La storia del Brasile è la storia di un’enorme promessa. La storia di una nazione che, più di ogni altra, ha i requisiti per essere pacifica e prospera.
Perché il Brasile non è stato in grado di mantenere la sua grande promessa? Perché circa 63 milioni di brasiliani vivono al di sotto della soglia di povertà? Perché l’insicurezza alimentare colpisce 125 milioni di persone? Perché solo l’1% della popolazione concentra il 50% del reddito nazionale e perché meno dell’1% dei proprietari di terreni agricoli possiede il 45% dell’area rurale del Paese?
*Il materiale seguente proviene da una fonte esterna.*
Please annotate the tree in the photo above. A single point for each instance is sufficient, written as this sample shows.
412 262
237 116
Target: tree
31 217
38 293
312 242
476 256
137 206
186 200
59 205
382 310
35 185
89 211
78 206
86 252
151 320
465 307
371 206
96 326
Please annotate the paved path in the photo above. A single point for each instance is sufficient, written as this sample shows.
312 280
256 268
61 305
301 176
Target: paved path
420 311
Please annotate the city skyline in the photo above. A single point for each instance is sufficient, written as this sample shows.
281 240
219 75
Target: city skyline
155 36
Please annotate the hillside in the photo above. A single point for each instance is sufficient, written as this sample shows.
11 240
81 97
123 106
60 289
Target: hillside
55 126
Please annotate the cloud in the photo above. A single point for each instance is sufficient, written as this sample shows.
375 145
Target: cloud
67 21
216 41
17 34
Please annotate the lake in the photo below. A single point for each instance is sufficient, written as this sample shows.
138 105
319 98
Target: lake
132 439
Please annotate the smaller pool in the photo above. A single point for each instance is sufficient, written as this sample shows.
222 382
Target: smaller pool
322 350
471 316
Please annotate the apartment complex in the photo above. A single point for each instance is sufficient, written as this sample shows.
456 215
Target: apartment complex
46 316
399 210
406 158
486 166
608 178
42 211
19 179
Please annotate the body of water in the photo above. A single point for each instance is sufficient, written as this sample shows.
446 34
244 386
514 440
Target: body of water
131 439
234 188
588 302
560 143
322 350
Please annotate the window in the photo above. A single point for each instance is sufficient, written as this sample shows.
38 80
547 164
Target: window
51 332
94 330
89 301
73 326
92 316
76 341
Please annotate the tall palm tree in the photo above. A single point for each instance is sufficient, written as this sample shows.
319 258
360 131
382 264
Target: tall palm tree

Perché ci sono così pochi afrobrasiliani in posizioni manageriali, anche se più della metà della popolazione è nera? E perché ogni anno vengono uccise 50.000 persone, cioè 130 ogni giorno? Il “paese del futuro”, tanto decantato dallo scrittore viennese Stefan Zweig nel 1941 dopo averne riconosciuto l’enorme potenziale, attende ancora quel futuro, a 200 anni dalla sua indipendenza.
Alla sua fondazione, nel 1822, la nazione brasiliana presentava già un difetto: a differenza delle colonie di lingua spagnola in America Latina, non divenne una repubblica, ma una monarchia. Il primo capo di stato fu l’imperatore Pedro I, in origine il principe ereditario del Portogallo, ma sebbene Pedro I avesse promesso di fermare l’importazione di schiavi, i proprietari terrieri trafficanti di schiavi ignorarono la misura. L’élite bianca riteneva che lo sfruttamento e la repressione di altri esseri umani fosse un loro diritto, che giustificavano con argomenti razzisti. Questa mentalità è rimasta una caratteristica dell’élite brasiliana fino ad oggi.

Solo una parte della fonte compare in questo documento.